Beijing 'running out of water'
By Richard Spencer in Beijing
Last updated: 6:45 PM BST 27/06/2008
Beijing is running out of water, an environmental group has claimed in a report
which raises more questions over the costs of China's rapid development.
Such is the extent of the shortage that the city might have to start shutting
down industry and moving population out within the next decade.

Six weeks before the Olympics, the report said preparations were making matters
worse despite claims that they would be the first "Green Olympics".

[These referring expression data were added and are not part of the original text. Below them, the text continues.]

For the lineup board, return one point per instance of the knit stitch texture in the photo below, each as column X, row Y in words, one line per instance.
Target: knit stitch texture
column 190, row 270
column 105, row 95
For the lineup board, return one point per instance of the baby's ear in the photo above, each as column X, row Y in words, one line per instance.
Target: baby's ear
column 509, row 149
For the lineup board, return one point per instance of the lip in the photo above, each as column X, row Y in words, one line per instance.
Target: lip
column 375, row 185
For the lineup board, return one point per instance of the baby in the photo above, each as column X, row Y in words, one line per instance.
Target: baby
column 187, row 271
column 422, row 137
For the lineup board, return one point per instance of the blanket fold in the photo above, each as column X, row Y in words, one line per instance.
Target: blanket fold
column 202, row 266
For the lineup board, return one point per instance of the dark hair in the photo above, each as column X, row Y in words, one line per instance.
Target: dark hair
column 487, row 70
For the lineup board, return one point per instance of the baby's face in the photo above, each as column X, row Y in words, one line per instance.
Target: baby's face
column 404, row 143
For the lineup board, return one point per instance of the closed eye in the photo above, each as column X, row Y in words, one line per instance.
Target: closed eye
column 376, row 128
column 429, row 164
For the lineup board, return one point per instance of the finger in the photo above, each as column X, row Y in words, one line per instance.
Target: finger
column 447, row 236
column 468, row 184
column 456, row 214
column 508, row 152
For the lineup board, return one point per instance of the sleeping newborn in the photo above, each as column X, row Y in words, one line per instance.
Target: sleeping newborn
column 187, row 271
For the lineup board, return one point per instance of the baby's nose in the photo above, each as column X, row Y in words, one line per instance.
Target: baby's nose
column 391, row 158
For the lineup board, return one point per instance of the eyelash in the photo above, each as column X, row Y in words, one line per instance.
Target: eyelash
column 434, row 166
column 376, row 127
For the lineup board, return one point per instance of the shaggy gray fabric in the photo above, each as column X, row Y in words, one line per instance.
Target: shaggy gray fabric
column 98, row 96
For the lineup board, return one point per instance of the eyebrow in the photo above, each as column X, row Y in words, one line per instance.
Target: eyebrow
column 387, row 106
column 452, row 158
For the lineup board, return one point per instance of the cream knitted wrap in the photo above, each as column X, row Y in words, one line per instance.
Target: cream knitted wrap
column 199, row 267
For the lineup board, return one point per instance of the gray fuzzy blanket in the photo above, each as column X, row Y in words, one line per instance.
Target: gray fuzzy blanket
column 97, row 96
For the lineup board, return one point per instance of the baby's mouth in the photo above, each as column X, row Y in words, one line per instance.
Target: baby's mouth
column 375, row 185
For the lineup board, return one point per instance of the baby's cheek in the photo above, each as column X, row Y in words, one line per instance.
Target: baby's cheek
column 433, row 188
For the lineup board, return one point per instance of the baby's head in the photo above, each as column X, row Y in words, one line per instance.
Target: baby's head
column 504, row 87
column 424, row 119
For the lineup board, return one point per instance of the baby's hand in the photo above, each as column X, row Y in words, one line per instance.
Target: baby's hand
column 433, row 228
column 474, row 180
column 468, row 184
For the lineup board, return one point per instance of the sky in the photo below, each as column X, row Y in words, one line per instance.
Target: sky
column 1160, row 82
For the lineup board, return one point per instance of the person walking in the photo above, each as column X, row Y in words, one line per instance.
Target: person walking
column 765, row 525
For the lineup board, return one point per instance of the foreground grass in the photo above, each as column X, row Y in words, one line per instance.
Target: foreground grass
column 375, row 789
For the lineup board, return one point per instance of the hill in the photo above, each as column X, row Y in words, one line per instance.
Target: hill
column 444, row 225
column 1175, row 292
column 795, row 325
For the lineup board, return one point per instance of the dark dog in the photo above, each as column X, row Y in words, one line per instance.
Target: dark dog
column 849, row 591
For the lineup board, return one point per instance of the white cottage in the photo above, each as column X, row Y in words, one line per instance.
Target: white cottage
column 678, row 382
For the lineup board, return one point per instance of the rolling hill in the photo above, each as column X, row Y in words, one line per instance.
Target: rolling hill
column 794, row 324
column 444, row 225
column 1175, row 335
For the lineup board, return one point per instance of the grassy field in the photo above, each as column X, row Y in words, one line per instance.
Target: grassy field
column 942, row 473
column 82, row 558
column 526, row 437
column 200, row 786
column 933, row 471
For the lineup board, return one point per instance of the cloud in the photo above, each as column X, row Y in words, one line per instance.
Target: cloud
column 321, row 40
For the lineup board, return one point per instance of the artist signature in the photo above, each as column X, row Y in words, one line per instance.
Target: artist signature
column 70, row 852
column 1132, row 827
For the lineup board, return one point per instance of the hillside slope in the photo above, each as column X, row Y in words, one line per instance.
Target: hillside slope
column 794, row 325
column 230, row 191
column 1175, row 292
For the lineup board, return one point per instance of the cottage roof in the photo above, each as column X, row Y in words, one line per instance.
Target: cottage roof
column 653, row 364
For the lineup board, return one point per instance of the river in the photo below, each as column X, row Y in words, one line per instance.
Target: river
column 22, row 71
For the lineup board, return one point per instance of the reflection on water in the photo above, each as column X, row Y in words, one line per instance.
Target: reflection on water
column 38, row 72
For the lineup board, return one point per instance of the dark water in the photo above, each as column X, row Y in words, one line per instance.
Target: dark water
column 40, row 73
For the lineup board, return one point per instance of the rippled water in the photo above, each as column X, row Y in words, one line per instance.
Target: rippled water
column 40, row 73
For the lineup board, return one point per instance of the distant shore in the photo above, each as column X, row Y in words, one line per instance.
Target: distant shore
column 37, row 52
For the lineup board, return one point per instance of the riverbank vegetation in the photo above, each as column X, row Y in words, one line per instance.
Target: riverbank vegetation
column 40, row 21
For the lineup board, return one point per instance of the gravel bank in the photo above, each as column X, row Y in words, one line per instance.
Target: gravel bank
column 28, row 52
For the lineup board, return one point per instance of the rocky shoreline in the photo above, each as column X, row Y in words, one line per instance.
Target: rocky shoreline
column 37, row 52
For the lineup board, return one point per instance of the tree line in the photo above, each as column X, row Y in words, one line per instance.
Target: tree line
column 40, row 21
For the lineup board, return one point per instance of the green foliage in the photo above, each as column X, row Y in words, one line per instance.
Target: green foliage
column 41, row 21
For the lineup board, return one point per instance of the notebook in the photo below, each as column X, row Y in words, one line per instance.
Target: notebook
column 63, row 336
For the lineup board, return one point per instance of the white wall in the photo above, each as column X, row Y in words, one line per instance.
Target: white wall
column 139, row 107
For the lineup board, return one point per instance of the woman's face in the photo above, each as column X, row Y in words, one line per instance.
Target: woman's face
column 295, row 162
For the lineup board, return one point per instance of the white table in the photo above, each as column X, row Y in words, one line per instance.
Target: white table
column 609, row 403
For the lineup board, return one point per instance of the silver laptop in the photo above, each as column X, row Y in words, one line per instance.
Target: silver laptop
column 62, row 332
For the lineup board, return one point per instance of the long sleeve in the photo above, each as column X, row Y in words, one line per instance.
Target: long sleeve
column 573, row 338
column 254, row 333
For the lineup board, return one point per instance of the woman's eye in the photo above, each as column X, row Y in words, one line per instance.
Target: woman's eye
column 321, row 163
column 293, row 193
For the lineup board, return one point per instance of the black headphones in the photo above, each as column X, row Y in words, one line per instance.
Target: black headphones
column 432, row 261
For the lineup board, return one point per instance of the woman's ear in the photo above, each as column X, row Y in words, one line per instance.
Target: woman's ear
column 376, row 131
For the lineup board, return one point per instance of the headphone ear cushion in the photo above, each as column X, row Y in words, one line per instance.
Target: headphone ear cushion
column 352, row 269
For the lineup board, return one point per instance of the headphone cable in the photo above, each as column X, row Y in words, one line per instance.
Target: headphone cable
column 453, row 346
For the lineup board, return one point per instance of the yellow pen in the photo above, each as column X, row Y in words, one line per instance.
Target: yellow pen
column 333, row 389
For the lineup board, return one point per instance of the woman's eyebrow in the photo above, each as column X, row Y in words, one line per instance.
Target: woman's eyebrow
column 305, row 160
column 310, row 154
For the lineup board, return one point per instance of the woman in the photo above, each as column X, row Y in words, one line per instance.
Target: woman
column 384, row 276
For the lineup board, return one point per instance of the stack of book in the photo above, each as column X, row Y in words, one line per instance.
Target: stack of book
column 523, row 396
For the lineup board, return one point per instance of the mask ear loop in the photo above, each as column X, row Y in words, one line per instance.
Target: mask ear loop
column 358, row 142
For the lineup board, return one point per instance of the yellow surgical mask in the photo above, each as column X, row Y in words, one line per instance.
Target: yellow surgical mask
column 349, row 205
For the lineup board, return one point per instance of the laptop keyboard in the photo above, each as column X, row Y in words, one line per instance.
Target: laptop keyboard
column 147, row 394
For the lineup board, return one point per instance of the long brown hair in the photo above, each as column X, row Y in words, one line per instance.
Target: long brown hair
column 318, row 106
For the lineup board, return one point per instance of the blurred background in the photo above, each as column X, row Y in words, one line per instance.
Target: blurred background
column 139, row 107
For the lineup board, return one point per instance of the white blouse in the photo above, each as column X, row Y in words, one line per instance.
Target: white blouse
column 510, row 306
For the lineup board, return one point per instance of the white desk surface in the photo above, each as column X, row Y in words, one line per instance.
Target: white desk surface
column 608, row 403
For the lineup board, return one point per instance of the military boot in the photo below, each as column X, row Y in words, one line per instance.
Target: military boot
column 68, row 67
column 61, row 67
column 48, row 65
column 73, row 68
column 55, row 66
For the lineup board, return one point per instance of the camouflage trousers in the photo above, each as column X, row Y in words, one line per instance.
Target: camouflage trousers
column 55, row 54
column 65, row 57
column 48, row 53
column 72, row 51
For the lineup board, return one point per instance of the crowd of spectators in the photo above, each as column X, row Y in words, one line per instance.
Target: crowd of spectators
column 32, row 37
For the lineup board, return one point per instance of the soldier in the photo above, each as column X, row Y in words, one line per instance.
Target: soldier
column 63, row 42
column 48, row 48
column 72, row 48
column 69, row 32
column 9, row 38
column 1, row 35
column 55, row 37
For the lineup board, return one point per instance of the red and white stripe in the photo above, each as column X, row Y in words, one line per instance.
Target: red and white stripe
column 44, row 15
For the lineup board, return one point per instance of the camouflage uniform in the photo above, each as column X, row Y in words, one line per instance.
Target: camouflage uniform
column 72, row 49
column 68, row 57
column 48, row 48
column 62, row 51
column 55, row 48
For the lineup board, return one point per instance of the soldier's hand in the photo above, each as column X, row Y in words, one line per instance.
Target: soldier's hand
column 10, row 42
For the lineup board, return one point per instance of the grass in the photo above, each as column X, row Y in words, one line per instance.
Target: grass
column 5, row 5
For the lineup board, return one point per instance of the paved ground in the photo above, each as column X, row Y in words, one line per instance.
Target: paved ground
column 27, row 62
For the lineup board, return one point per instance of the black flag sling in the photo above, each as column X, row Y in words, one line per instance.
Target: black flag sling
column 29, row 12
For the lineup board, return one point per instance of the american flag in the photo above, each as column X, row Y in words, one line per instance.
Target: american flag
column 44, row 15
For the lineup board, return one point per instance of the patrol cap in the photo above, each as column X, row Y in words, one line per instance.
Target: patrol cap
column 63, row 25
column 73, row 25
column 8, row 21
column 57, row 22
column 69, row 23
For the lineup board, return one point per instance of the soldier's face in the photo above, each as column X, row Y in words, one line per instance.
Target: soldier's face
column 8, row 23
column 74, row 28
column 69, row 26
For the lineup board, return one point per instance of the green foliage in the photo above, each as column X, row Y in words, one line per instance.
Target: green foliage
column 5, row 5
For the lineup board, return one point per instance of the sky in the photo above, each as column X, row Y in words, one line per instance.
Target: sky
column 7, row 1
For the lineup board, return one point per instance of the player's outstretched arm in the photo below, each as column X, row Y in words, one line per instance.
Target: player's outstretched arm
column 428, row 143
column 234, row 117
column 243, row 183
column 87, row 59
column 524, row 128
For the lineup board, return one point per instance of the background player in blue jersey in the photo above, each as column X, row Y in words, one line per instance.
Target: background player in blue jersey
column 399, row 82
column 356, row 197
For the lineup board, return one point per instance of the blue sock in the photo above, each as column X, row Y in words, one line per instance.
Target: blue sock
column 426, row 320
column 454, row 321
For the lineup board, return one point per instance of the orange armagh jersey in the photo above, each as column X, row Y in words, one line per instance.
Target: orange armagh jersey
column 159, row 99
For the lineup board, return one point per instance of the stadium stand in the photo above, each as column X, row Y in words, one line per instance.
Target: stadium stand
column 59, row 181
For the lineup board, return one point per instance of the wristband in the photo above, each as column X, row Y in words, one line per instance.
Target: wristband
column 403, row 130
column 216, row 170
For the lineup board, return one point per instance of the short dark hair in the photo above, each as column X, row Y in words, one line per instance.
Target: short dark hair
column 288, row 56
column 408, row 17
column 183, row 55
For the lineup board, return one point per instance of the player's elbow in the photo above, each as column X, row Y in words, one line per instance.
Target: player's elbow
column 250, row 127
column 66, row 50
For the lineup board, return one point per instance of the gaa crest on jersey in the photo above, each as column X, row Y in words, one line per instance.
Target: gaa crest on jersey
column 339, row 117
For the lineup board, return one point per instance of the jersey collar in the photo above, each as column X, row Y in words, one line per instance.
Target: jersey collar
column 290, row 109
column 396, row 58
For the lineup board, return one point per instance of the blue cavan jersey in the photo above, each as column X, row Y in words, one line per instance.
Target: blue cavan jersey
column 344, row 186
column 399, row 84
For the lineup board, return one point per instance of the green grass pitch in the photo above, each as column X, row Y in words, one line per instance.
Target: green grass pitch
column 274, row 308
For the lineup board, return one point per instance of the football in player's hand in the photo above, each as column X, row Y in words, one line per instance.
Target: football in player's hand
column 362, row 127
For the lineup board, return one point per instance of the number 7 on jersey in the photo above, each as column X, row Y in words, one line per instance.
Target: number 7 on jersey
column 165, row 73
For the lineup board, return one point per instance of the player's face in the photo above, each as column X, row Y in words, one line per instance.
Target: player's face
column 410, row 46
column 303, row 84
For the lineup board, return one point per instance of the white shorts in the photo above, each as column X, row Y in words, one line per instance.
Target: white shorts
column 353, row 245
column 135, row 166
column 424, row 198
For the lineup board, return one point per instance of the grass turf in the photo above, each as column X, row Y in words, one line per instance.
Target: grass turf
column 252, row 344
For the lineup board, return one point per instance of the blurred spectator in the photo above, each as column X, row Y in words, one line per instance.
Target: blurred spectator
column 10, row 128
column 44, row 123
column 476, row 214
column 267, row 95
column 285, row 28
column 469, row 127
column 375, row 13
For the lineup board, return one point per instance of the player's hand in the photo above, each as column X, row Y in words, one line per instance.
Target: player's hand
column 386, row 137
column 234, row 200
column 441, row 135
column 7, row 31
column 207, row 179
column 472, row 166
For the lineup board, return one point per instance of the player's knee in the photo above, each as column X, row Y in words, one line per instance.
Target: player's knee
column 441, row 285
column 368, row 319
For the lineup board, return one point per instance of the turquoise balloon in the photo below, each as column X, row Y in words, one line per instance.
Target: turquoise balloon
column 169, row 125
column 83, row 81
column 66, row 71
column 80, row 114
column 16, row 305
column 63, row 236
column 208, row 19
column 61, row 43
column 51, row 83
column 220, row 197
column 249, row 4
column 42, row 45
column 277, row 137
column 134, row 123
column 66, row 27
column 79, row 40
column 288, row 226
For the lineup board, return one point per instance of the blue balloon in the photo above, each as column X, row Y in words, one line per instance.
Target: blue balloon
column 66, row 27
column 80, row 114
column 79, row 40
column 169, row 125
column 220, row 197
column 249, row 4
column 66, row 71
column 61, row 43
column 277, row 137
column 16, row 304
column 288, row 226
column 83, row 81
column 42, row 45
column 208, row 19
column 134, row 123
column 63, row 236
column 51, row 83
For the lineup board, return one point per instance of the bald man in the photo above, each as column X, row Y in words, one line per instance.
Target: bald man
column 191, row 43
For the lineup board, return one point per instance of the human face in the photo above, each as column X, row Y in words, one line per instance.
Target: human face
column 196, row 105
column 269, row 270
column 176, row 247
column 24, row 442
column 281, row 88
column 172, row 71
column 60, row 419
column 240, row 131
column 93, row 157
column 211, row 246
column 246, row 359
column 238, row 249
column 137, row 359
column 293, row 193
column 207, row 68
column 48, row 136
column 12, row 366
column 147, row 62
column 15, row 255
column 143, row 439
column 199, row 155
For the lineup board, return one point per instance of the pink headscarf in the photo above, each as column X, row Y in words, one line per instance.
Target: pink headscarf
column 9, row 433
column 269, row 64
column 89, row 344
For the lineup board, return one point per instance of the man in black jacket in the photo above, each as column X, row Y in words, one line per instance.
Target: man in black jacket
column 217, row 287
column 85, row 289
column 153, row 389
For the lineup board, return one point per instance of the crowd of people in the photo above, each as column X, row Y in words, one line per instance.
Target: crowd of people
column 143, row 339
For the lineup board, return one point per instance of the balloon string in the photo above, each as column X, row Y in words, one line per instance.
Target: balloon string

Water was being diverted to new expanses of greenery and waterways around the
city even as rivers across central and northern China were being diverted to
the capital to provide basic supplies.

The report, Beijing's Water Crisis: 1949-2008 Olympics, said the Games would
consume 200 million cubic metres of water, a million people's annual supply at
current rates of reserves.

"With each new project to tap water somewhere else, demand for water only
increases, and at an ever greater cost to China's environment and economy," the
report, by Canada-based Probe International, said.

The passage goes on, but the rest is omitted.